TOPIC: Family Composition and Ideals
SOURCE: “Certain features of the typical
American family stand out” (RR 110).
RELATION: Chapter 5 in ANTHRO outlines the
traditions and tendencies of families in Trobriand, Ju/wasi, and traditional
Chinese societies. This led me to think about the composition of families in my
life and the reasons they exist in the ways that they do.
DESCRIPTION: Upon moving into a dormitory with
hundreds of other first-year freshmen, I was not exactly sure what I should
anticipate or expect. As one of seven children, I did not think it strange that
I would be sharing a restroom with so many other girls on the floor, and I was
certainly not new to the idea of having a roommate. To other girls, however,
these things seemed strange, and these differences sparked conversation on what
we all consider to compose the typical family in America—we all thought we had
one. But what we found out was that all of our families seemed to be made up in
very different ways with many sorts of people. So we looked for similarities
between the many groups that we call families. We found that I came from the
largest group, including the most siblings as well as cousins. (I was also the
only one of the group who had been raised by a member of the extended family,
my Aunt Mindy, which would explain why I was also the only one who readily
included cousins and other members of kin in the discussion when asked about my
family back home.) Others had situations unfamiliar to me, though, and it
seemed that everyone had very different backgrounds and ideas of what they
would think to be typical of a family. A common trend I noticed was a household
of two siblings, which most people in the group agreed to be “normal.” This was
followed, of course, by the count of parents at two: a mother and a father. A
few people, including myself, interjected and explained that we had more, and
sometimes fewer, parents due to circumstances including divorce, remarriage,
and death.
COMMENTARY/ANALYSIS: What
we all managed to gather from this talk was the fact that while our situations
all varied, we all had somewhat similar views when it came to what we figured
other cultures might consider being “typical” of a family in American culture.
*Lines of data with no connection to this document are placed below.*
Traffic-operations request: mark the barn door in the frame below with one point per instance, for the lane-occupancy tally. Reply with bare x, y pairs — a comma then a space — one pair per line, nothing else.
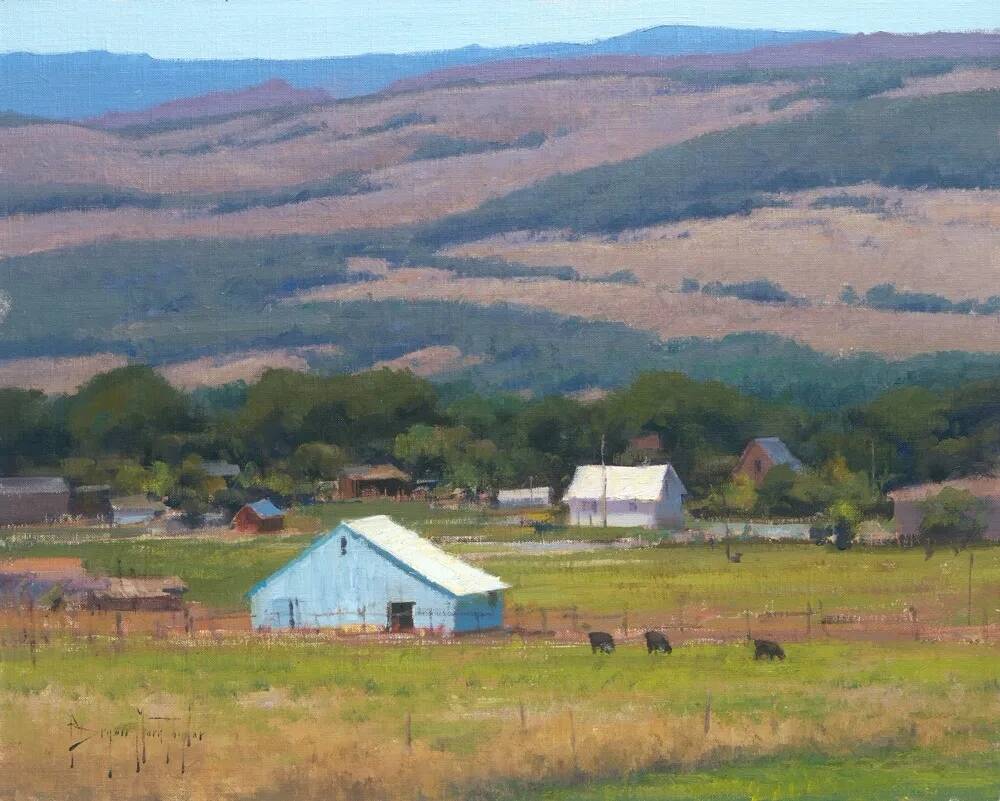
401, 616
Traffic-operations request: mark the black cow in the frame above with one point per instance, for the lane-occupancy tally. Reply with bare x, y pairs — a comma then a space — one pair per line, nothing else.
657, 642
767, 648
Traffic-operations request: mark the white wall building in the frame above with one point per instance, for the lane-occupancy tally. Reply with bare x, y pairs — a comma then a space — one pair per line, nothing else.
650, 497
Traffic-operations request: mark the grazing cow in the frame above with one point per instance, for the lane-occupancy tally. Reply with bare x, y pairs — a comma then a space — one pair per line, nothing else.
767, 648
602, 641
657, 642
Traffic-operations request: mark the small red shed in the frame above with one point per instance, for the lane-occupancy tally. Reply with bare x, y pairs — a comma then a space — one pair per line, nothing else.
259, 516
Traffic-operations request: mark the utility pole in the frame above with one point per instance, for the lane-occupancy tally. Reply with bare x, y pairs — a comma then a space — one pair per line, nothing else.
971, 559
604, 487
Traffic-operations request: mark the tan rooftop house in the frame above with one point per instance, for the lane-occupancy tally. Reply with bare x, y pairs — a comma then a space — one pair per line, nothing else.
907, 502
370, 481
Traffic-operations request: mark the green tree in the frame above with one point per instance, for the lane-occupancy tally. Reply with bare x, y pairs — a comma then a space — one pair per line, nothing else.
844, 517
124, 411
953, 518
317, 461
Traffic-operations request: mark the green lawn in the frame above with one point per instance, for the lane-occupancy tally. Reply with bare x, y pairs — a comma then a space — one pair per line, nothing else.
834, 721
918, 775
775, 577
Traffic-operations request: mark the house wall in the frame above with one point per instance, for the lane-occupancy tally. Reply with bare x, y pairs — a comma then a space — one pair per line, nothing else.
907, 516
329, 589
29, 508
748, 465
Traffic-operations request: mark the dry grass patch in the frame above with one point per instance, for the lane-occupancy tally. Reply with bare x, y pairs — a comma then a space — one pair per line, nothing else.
431, 361
670, 314
589, 122
946, 242
967, 80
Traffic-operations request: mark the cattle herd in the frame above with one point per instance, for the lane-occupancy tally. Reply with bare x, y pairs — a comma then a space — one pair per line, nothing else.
657, 642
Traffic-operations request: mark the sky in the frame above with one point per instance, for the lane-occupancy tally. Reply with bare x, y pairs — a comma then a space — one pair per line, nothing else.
316, 28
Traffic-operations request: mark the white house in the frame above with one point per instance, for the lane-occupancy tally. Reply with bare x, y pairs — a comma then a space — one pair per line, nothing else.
373, 572
651, 497
524, 498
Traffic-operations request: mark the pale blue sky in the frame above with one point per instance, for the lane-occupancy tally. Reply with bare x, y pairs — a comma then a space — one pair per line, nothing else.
313, 28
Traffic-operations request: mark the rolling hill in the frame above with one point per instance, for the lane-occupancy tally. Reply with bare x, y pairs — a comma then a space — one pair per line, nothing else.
79, 85
838, 208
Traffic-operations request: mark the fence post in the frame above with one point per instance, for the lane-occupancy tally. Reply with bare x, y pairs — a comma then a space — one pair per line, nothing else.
572, 741
972, 557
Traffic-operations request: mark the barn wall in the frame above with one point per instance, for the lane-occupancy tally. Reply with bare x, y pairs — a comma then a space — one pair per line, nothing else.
479, 612
328, 589
33, 508
670, 510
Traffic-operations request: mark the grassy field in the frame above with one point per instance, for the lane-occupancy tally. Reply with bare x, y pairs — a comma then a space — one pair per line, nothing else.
687, 582
915, 776
336, 715
504, 718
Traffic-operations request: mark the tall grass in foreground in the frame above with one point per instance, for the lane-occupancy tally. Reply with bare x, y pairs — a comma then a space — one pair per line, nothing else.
290, 718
And from there, we reasoned why we all seemed to think of that particular sort
of family as “normal” despite the fact that none of our own families fit that
expectation very closely. We knew we at least had basic understandings of what
exactly composes a family in this culture, with consideration for both the
family of orientation (father, mother, self, siblings) and the family of
procreation (husband, wife, and their children). The ties between our various
homes became clearer, too, once families from other cultures beside our own
came into the picture. None of us even thought to consider the fact that some
people might not even think of both a father and a mother when we think of the
rearing of a child. We thought, of course, of the situation in which either of
those parents might not be present, but we acknowledged it as just that: an
absence, as if something was missing and everyone would consider it thusly. It
did not seem usual to us that the people of another culture might not even take
into account the contribution made by both a male and female parent in the
birth and raising of the next generation. We were thinking of our families in
terms of deviations from a standard set by “norms” in the media and the
families of our friends. However, there exist many types of families and many
different ideas of what it would mean for that family to be “typical”, such as
in the Trobriand Islander, Ju/wasi, and Chinese farming families of the world.